Answer 4 · 2014-10-14T11:51:28.000Z

I use strace to follow the process:
strace -p 5448
Process 5448 attached - interrupt to quit
futex(0x7fa981a669d0, FUTEX_WAIT, 5466, NULL

Answer 5 · 2014-10-16T12:11:09.000Z

I do have the same problem. After 10 minutes of waiting, no response.

If i kill this Job in the Spark-Interface, all is broken an I cannot continue

Answer 6 · 2014-10-16T12:15:07.000Z

maybe the quickstart is wrong, I follow the Tutorials & Samples , Building Movie Recommendation App with Sample Code, url : http://docs.prediction.io/0.8.0/tutorials/engines/itemrec/movielens.html, it doesn't encounter the problem, may be, you can try this ,and sometime, come back to fix the problem

Answer 7 · 2014-10-16T12:19:06.000Z

You want to say, if you doens't use the quickstart Sample, then all is function without this bug?

Answer 8 · 2014-10-16T12:39:38.000Z

No, I don't mean it, I just want to say you can ignore this and sometime later to fix it after you have learned the project, if you do know nothing about the project, you are just blocked at this.

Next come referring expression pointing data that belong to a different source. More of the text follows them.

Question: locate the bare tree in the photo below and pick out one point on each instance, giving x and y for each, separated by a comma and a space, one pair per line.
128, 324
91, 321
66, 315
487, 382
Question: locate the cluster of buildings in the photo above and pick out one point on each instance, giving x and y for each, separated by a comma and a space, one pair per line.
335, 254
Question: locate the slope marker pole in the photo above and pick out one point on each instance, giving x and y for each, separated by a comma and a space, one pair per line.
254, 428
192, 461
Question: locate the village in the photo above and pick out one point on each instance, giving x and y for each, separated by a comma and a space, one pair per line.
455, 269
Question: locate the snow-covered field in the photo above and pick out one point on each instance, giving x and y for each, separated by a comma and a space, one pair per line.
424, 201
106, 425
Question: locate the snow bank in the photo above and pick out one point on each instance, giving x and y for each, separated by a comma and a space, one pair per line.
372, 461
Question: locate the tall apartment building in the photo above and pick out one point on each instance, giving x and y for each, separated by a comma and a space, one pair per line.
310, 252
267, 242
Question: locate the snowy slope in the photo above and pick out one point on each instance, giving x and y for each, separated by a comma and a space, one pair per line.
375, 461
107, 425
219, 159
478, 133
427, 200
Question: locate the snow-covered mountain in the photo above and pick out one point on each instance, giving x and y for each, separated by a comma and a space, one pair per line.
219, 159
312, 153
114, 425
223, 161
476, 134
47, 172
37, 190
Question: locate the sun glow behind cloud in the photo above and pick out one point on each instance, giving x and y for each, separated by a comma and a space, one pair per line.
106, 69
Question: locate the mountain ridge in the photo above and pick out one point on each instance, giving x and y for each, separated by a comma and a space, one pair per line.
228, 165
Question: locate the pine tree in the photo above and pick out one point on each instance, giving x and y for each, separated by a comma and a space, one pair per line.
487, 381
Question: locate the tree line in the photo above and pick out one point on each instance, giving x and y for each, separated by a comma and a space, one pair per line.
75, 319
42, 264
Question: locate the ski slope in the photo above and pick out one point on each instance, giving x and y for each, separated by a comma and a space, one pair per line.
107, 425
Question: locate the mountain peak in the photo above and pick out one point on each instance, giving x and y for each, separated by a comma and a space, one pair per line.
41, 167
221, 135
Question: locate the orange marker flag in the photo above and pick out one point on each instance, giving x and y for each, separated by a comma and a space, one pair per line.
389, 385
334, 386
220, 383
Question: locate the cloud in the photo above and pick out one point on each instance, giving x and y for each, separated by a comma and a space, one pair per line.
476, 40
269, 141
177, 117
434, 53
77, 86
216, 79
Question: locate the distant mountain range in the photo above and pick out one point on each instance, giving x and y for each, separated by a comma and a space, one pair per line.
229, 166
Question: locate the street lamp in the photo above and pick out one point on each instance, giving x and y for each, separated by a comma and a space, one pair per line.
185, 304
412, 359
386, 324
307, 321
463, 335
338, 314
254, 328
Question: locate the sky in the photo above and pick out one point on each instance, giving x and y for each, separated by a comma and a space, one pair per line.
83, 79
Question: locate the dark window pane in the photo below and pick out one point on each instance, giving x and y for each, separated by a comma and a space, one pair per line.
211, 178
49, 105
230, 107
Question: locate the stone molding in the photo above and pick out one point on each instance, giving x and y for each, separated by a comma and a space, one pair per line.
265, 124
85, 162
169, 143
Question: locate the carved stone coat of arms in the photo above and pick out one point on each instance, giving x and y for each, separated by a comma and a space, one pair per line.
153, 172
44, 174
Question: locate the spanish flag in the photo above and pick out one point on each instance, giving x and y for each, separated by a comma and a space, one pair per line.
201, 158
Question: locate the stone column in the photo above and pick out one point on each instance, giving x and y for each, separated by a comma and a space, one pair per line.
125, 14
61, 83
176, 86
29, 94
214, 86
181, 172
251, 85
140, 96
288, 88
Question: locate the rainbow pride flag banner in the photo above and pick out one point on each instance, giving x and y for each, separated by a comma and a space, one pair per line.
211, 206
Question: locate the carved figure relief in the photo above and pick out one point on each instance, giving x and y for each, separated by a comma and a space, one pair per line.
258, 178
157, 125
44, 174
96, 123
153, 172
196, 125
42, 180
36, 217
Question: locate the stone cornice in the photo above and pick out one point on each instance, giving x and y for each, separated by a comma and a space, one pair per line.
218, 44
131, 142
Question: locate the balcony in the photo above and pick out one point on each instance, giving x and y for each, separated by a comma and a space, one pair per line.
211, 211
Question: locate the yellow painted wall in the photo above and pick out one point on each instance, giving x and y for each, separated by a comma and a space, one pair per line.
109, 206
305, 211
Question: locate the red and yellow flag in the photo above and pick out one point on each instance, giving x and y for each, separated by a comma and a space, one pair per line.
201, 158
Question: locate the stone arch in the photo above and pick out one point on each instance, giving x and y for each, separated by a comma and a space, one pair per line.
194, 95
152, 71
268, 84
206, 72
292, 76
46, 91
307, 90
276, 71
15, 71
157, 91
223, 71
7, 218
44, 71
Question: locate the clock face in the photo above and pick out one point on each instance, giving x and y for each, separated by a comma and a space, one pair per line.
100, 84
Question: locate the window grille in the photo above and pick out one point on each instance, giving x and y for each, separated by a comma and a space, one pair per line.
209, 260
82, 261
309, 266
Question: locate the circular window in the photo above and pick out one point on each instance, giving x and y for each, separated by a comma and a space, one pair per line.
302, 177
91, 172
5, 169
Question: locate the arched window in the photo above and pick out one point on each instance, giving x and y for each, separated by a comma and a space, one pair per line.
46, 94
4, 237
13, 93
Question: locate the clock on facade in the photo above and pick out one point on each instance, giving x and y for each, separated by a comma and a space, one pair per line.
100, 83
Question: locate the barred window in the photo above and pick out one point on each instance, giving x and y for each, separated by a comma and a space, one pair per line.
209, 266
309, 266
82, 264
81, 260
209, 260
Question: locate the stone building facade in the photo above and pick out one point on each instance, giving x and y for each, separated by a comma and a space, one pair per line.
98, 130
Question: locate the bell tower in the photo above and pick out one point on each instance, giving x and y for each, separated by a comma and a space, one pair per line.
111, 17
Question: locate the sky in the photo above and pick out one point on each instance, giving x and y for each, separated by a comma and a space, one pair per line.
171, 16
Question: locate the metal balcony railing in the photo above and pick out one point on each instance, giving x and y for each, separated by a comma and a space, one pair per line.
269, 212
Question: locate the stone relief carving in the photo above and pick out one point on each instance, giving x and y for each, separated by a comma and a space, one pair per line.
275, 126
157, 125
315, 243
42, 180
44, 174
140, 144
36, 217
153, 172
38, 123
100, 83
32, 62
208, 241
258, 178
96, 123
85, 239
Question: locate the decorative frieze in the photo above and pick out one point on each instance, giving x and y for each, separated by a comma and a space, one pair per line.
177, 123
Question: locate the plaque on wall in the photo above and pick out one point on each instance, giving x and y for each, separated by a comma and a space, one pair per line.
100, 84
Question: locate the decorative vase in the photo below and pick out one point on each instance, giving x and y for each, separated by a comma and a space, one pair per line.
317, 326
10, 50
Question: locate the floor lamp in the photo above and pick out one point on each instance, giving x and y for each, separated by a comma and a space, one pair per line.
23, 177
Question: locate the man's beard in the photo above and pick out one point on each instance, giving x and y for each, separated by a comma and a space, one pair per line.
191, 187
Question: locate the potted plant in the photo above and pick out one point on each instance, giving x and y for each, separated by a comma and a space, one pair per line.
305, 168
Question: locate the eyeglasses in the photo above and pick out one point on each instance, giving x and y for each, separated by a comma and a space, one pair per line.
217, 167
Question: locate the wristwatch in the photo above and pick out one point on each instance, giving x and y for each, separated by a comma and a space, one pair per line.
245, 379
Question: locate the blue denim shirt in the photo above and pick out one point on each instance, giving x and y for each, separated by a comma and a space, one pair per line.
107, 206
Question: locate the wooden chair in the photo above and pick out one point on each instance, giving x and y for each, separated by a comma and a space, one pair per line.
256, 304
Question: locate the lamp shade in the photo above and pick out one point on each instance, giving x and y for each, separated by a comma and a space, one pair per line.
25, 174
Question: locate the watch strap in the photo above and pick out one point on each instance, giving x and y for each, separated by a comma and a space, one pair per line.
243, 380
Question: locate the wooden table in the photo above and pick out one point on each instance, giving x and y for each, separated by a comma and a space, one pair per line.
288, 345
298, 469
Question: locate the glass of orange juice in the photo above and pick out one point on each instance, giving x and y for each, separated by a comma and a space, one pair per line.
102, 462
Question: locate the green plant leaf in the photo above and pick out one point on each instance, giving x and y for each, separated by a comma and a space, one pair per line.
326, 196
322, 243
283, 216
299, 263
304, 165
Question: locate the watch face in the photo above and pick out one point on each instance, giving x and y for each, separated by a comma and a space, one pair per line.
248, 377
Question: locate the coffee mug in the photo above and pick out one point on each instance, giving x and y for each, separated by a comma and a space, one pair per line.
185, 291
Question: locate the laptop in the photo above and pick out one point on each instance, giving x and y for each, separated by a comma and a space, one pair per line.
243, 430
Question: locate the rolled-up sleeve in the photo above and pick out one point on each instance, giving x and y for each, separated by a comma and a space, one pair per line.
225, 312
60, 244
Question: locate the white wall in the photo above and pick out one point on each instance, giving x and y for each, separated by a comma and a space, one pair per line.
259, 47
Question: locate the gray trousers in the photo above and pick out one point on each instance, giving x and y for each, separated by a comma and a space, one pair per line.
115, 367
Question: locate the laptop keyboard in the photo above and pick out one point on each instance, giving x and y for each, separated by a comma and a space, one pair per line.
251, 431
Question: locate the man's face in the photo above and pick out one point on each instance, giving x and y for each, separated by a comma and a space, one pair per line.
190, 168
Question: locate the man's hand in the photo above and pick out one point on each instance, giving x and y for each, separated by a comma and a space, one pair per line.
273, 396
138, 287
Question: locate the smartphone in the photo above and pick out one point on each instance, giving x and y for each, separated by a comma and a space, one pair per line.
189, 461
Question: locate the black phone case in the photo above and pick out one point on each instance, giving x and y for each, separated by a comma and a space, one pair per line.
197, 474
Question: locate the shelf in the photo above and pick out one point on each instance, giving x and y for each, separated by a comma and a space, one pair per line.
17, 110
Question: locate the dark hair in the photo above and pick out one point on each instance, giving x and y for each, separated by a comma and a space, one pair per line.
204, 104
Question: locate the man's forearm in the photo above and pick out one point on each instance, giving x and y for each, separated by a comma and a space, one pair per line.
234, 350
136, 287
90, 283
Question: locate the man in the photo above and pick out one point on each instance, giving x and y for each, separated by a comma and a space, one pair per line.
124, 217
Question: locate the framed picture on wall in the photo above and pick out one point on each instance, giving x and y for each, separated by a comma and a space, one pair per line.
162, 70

OK,you can also wait for someone coming to fix it.

Answer 9 · 2014-10-16T12:40:40.000Z

Yes I'm blocked :) I'm new to PredictionIO

Answer 10 · 2014-10-16T12:41:30.000Z

the same to you.

Answer 11 · 2014-10-16T12:43:53.000Z

the question is: At the time of the former Version: Are there the same bugs or is it just in the new 0.8 release?

Answer 12 · 2014-10-16T12:55:52.000Z

I don't know, the project compromised with hadoop, hbase, spark, elasticsearch, all of them are open source and big project, and lots of people maintain projectIO, and you can all so use Google forum of prejectIO to ask questions, url:https://groups.google.com/forum/#!forum/predictionio-user

Answer 13 · 2014-11-18T16:24:05.000Z

What operating system are you on @dataliven ?

Answer 14 · 2014-11-18T17:50:23.000Z

@dataliven @mingfang

This has to do with the fact that this is running on a Linux machine. Per their documents @ http://docs.prediction.io/0.8.1/install/install-linux.html we need to run spark in standalone cluster mode.

Solution is to run /spark/sbin/start-master.sh and then update the run.sh to:

/PredictionIO/bin/pio train -- --master spark://`hostname`:7077

Good luck.

Answer 15 · 2014-11-23T17:12:18.000Z

I've upgrade to version 0.8.2 and changed the quickstart to as described here http://docs.prediction.io/0.8.2/recommendation/quickstart.html

Answer 16 · 2014-11-27T03:37:30.000Z

Please test the latest version and let me know if I can close this.